Above you learned what the metainfo is and how to create metainfo definitions and work with metainfo data in Python. But how do you get access to the existing metainfo definitions within NOMAD? We call the complete set of all metainfo definitions the NOMAD Metainfo.

This NOMAD Metainfo comprises definitions from various packages defined by all the parsers and converters (and respective code outputs and formats) that NOMAD supports. In addition there are common packages that contain definitions that might be relevant to different kinds of archive data.

Python

In the NOMAD source-code all metainfo definitions are materialized as Python source files that contain the definitions in the format described above. If you have installed the NOMAD Python package (see Install the NOMAD client library), you can simply import the respective Python modules:

from nomad.datamodel.metainfo.public import m_package
print(m_package.m_to_json(indent=2))

from nomad.datamodel.metainfo.public import section_run
my_run = section_run()

Many more examples about how to read the NOMAD Metainfo programmatically can be found here.

API

In addition, a JSON version of the NOMAD Metainfo is available through our API via the metainfo endpoint.

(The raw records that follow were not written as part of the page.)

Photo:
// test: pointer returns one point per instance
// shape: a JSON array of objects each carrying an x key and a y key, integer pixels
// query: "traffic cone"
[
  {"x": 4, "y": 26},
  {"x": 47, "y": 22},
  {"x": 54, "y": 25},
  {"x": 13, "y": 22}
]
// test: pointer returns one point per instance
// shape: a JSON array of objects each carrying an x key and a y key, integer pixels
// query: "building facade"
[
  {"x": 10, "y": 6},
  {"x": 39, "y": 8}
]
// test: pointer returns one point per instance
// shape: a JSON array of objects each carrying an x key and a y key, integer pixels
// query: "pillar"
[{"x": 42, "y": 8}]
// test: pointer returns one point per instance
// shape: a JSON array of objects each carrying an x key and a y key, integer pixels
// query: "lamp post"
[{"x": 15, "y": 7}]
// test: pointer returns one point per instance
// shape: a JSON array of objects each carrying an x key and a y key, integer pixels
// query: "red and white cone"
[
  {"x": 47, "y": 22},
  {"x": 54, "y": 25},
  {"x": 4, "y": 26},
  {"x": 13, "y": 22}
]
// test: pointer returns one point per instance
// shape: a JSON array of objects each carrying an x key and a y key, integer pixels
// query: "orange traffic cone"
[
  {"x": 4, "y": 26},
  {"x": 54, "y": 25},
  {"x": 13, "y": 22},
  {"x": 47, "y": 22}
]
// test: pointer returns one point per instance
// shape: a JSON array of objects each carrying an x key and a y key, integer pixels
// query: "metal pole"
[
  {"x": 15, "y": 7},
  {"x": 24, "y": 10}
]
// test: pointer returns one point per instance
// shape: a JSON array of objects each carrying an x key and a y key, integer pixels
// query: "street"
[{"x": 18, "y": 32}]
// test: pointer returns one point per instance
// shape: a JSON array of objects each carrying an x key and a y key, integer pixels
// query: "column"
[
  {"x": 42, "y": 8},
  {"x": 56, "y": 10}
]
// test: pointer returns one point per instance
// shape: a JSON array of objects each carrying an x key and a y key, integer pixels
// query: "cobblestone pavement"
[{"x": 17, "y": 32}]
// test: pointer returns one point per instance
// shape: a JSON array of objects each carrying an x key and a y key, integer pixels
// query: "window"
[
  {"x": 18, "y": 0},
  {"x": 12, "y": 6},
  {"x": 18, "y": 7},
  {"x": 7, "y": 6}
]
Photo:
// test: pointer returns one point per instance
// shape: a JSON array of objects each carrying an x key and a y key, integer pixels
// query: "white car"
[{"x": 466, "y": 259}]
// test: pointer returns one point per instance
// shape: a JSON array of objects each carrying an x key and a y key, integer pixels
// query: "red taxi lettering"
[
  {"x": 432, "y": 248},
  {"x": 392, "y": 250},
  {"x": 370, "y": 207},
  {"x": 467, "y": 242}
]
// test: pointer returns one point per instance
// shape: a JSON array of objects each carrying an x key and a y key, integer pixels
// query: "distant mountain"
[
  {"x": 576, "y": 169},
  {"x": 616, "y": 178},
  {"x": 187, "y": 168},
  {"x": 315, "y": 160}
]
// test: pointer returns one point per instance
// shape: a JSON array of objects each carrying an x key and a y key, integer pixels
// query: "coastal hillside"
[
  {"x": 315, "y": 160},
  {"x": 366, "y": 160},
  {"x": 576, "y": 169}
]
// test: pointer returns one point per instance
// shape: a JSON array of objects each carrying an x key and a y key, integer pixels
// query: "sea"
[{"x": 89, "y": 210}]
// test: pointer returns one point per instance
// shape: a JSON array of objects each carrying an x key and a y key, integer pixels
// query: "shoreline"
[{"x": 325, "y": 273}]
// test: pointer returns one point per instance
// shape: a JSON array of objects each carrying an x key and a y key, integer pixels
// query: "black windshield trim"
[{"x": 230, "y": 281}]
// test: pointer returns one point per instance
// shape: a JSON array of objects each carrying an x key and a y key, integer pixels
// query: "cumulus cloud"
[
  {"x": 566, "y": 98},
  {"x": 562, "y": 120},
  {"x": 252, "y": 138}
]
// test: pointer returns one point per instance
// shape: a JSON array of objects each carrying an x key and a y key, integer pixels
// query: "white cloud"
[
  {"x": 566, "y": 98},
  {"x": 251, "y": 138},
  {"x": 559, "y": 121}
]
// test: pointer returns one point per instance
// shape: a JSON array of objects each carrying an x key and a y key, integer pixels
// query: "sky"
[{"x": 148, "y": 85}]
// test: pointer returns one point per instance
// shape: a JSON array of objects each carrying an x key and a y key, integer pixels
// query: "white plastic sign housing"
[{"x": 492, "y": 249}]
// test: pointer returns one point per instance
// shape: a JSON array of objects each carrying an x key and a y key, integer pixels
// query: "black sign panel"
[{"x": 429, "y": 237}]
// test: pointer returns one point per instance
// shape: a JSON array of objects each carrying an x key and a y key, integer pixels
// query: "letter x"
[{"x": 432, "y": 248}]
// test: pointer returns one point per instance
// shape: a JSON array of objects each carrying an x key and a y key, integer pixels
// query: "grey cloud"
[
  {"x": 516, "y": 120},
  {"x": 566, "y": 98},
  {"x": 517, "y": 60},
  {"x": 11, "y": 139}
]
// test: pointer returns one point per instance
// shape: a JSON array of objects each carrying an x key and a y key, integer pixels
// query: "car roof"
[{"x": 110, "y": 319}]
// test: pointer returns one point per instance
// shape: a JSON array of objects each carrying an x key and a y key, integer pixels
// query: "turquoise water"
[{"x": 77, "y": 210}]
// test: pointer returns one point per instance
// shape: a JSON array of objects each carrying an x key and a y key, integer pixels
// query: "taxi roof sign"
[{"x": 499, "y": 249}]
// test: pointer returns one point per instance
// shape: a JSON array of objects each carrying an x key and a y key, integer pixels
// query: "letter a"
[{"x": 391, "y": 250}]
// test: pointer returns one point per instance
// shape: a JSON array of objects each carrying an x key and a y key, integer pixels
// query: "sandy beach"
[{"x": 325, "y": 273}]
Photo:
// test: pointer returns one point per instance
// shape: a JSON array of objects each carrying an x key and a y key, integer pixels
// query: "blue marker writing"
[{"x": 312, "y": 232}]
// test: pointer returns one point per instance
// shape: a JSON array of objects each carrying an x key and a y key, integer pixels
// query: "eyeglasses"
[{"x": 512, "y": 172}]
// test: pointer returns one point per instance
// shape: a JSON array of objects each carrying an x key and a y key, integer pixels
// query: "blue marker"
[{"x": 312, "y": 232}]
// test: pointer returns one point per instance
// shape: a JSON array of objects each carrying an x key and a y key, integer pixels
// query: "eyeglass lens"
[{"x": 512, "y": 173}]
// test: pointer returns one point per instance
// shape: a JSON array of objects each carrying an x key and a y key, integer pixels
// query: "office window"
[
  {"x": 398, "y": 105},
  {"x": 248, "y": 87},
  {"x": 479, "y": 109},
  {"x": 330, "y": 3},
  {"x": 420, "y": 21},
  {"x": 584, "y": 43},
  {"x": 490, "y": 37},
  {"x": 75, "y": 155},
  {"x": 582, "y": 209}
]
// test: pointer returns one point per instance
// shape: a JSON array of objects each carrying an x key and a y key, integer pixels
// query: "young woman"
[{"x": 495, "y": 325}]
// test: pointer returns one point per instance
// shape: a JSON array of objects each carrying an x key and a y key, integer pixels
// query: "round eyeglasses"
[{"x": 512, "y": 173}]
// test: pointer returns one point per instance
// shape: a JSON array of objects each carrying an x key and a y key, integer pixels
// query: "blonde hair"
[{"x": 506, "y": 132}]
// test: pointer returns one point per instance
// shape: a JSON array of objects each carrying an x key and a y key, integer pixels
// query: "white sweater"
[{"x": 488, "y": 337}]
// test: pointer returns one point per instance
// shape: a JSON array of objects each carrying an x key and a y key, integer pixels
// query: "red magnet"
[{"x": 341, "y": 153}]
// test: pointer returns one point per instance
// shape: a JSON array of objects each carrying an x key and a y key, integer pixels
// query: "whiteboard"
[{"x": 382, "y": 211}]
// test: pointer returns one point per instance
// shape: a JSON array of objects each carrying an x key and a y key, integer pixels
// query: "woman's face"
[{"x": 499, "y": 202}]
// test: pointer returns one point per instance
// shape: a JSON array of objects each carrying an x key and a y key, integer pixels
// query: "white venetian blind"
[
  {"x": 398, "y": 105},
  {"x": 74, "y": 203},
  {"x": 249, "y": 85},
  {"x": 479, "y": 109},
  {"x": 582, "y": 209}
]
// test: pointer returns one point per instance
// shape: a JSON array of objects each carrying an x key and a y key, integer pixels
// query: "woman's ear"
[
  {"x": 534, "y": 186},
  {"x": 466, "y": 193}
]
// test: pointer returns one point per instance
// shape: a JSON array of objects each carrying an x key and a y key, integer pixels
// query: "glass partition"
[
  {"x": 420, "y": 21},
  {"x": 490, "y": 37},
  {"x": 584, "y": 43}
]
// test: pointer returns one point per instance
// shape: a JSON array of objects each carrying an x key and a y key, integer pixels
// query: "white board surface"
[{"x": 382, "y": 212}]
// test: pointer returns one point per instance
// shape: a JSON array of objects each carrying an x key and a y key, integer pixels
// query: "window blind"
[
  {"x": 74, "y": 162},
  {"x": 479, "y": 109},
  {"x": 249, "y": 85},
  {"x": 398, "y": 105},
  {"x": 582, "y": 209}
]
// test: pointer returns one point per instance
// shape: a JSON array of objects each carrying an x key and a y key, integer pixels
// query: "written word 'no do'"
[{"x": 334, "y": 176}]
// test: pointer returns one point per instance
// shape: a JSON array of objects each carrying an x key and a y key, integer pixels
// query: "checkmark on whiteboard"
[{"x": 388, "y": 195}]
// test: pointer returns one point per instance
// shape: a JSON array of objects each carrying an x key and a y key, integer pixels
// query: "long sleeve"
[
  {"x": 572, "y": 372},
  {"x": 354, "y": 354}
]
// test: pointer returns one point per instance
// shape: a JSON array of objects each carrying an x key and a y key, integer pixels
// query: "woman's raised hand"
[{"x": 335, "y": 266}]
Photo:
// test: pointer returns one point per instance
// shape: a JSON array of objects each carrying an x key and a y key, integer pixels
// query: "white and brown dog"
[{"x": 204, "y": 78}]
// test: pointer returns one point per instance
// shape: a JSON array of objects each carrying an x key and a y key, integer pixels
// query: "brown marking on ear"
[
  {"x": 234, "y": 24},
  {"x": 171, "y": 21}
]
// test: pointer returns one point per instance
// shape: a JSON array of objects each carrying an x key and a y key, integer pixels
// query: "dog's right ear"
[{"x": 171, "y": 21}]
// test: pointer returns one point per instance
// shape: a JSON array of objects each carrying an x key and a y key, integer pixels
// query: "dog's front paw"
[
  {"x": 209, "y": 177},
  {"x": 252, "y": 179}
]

You can get one giant JSON with all definitions, or you can access the metainfo for specific packages, e.g. the VASP metainfo. The returned JSON will also contain all packages that the requested package depends on.

Legacy metainfo version

There are no metainfo files anymore. The old *.nomadmetainfo.json files are no longer maintained, as the Python definitions in each parser/converter implementation are now the normative artifact for the NOMAD Metainfo.

To get the NOMAD Metainfo in the format of the old NOMAD CoE project, you can use the metainfo/legacy endpoint; e.g. the VASP legacy metainfo.